Indeed, leaders often talk about accepting tradeoffs between measurable indices of progress, such as territory, lives, and time, and the key point is that what leaders value (and hence what they consider to be an indicator of success) varies widely across wars. Sometimes a military sacrifices lives for time, as when the British government in May 1940 ordered a force contingent at Calais to fight to the death in order to increase the amount of time that the rest of the British Expeditionary Force would have to evacuate from the beaches of Dunkirk.12 During the October 1941 battles of Bryansk and Vyazma between the German and Soviet armies, the Germans killed, wounded, or captured nearly a million Soviet soldiers at the cost of far fewer German losses. However, this was in some sense a strategic victory for the Soviet Union, as these human losses bought the Red Army critically needed time to ready the defenses of Moscow.13 Sometimes, giving up territory is part of a military’s defensive scheme, such as employing a defense-in-depth strategy to meet a blitzkrieg attack.14 In 1812, the Russian military welcomed the long French advance towards Moscow, knowing it would be Napoleon’s undoing. General Mikhail Kutisov remarked that, “Napoleon is a torrent which we are as yet unable to stem. Moscow will be the sponge that will suck him dry.”15 On an operational level, sometimes an adversary will give up territory temporarily as a feint. Hitler lured France into moving its forces forward into Belgium, making Allied forces vulnerable to encirclement following the German breakthrough in the Ardennes.16 Making matters even worse, the relative importance of a particular indicator of success may vary not only across wars, but may also vary within wars. In the Korean War, the U.S. (and probably the Communist side as well) shifted in 1951 from a focus on territory to a focus on casualties.17 Fortunately, these heterogeneity/contextuality problems can be solved with a qualitative approach, appreciation of the specifics of the war and the belligerent’s strategy for victory can indicate what constitutes favorable combat outcomes and what constitutes unfavorable combat outcomes.

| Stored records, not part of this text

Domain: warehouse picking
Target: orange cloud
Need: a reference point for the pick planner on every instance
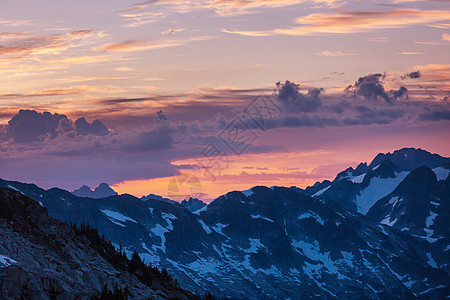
(354, 21)
(220, 7)
(23, 45)
(335, 53)
(139, 45)
(411, 53)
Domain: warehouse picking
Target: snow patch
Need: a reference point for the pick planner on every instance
(198, 211)
(218, 228)
(309, 215)
(205, 227)
(430, 219)
(441, 173)
(117, 218)
(5, 261)
(17, 190)
(66, 201)
(321, 191)
(387, 221)
(247, 193)
(255, 244)
(377, 189)
(431, 261)
(359, 179)
(262, 217)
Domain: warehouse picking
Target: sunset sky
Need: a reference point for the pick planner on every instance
(172, 82)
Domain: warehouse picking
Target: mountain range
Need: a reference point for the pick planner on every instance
(379, 231)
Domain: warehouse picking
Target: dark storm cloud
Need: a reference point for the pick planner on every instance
(371, 88)
(29, 126)
(435, 115)
(96, 127)
(290, 97)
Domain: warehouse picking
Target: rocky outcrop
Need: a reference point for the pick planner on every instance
(43, 258)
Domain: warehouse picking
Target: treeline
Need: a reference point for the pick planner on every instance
(146, 274)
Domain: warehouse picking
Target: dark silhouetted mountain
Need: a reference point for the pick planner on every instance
(359, 189)
(409, 159)
(43, 258)
(265, 243)
(193, 204)
(272, 243)
(102, 191)
(156, 197)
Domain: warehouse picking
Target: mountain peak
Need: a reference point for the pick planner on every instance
(102, 191)
(409, 159)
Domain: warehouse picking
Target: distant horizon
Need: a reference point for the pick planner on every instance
(92, 187)
(223, 94)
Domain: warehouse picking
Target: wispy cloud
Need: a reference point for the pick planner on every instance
(140, 45)
(335, 53)
(354, 22)
(137, 16)
(151, 44)
(411, 53)
(20, 45)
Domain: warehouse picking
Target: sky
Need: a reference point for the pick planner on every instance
(201, 97)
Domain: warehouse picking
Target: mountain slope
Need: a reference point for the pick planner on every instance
(43, 258)
(420, 206)
(267, 243)
(359, 189)
(102, 191)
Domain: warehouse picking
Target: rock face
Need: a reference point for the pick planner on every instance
(102, 191)
(377, 232)
(193, 204)
(43, 258)
(359, 189)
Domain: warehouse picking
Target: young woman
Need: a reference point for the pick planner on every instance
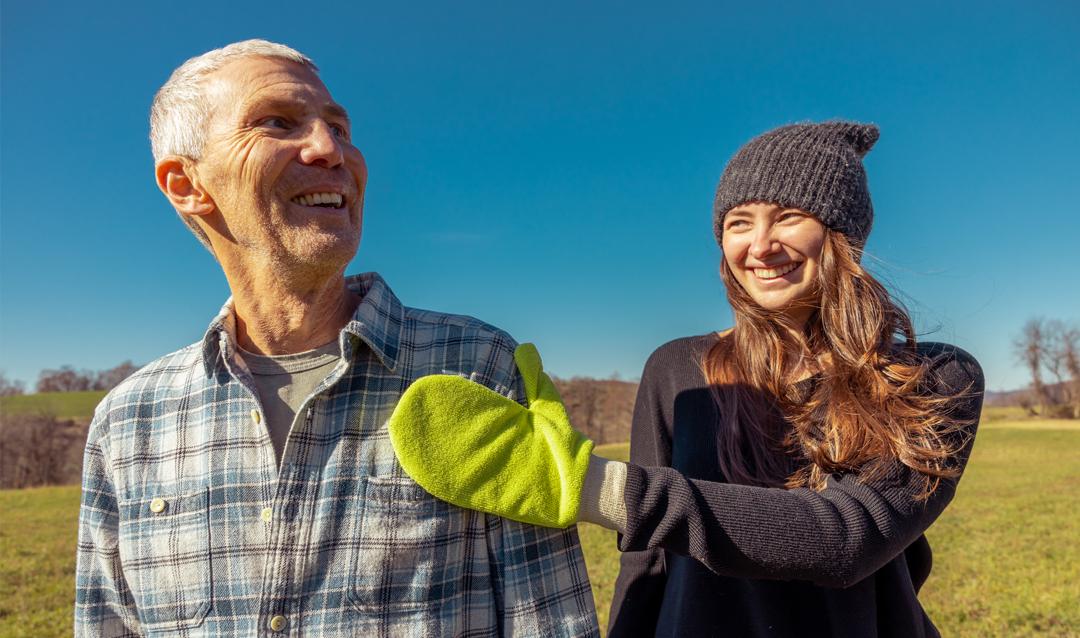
(811, 445)
(782, 472)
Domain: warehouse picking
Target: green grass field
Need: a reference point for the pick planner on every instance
(61, 405)
(1007, 561)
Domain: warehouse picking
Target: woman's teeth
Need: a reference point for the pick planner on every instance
(328, 200)
(771, 273)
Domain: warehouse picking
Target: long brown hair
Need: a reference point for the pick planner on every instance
(868, 407)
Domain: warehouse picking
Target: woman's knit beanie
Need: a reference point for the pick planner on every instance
(815, 167)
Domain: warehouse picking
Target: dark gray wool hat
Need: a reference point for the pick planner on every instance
(817, 167)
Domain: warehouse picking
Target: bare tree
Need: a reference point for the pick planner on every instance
(66, 379)
(1030, 349)
(1063, 341)
(111, 378)
(10, 388)
(34, 450)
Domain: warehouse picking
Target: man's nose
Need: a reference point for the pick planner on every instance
(322, 147)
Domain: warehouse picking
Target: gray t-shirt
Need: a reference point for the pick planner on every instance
(284, 381)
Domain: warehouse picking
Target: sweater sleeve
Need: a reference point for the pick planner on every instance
(833, 538)
(639, 587)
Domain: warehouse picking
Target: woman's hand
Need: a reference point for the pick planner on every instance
(477, 449)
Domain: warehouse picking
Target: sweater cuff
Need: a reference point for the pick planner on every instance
(603, 501)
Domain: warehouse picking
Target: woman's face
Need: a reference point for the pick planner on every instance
(774, 253)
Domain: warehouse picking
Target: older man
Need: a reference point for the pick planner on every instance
(245, 485)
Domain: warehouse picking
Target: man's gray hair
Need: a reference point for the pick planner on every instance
(180, 109)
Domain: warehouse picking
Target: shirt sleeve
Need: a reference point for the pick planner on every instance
(639, 587)
(104, 606)
(539, 573)
(833, 538)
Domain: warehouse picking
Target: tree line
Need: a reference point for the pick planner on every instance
(1050, 351)
(68, 379)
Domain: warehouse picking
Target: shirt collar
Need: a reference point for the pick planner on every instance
(378, 322)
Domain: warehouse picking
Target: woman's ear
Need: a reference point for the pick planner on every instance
(176, 178)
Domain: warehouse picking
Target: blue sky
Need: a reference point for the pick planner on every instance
(550, 166)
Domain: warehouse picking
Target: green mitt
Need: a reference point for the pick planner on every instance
(477, 449)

These conceptual issues aside, there are severe data availability problems. More objective data on combat outcomes is scarce. Data on territorial control during war is even harder to find, and essentially impossible to collect given the generally thin description in the historical record of the exact location of front lines. Casualty data are very difficult to come by. For example, there are not even official aggregate casualty estimates (never mind casualties on a monthly basis) on the Communist side of the Korean War. Estimates vary widely across Chinese and non-Chinese sources, from 152,000 dead to 3 million dead.18 In the American Civil War, official battle casualty estimates are about 75 percent missing on the Confederate side.19

In sum, single indicators of combat success like casualty ratios or territory captured are unlikely to capture the variety of meaning of combat outcomes within and across wars. Another approach might be to code battle outcomes subjectively, classifying them on the basis of a comprehensive view of the historical record as being a win for one side or the other, or a draw. HERO, the only available dataset that provides comprehensive battle-level codings, suffers severe limitations.20 More generally, a substantial amount of judgment is required for the coding of each case, because it is based on the context of belligerent political–military strategy, and the available evidence on leader perceptions. The better strategy is to make these coding decisions transparent in the context of case studies, rather than obscure the thinking behind each individual coding by merely assigning a numerical value to each coding.

In sum, there are simply too many serious problems to permit the widespread application of quantitative analysis techniques for testing the hypotheses in chapters 2 and 3. The main empirical strategy of this book is the use of case studies. The next six chapters apply case study methods to an array of conflicts, fought over more than a century, to help understand how belligerents try to end their wars.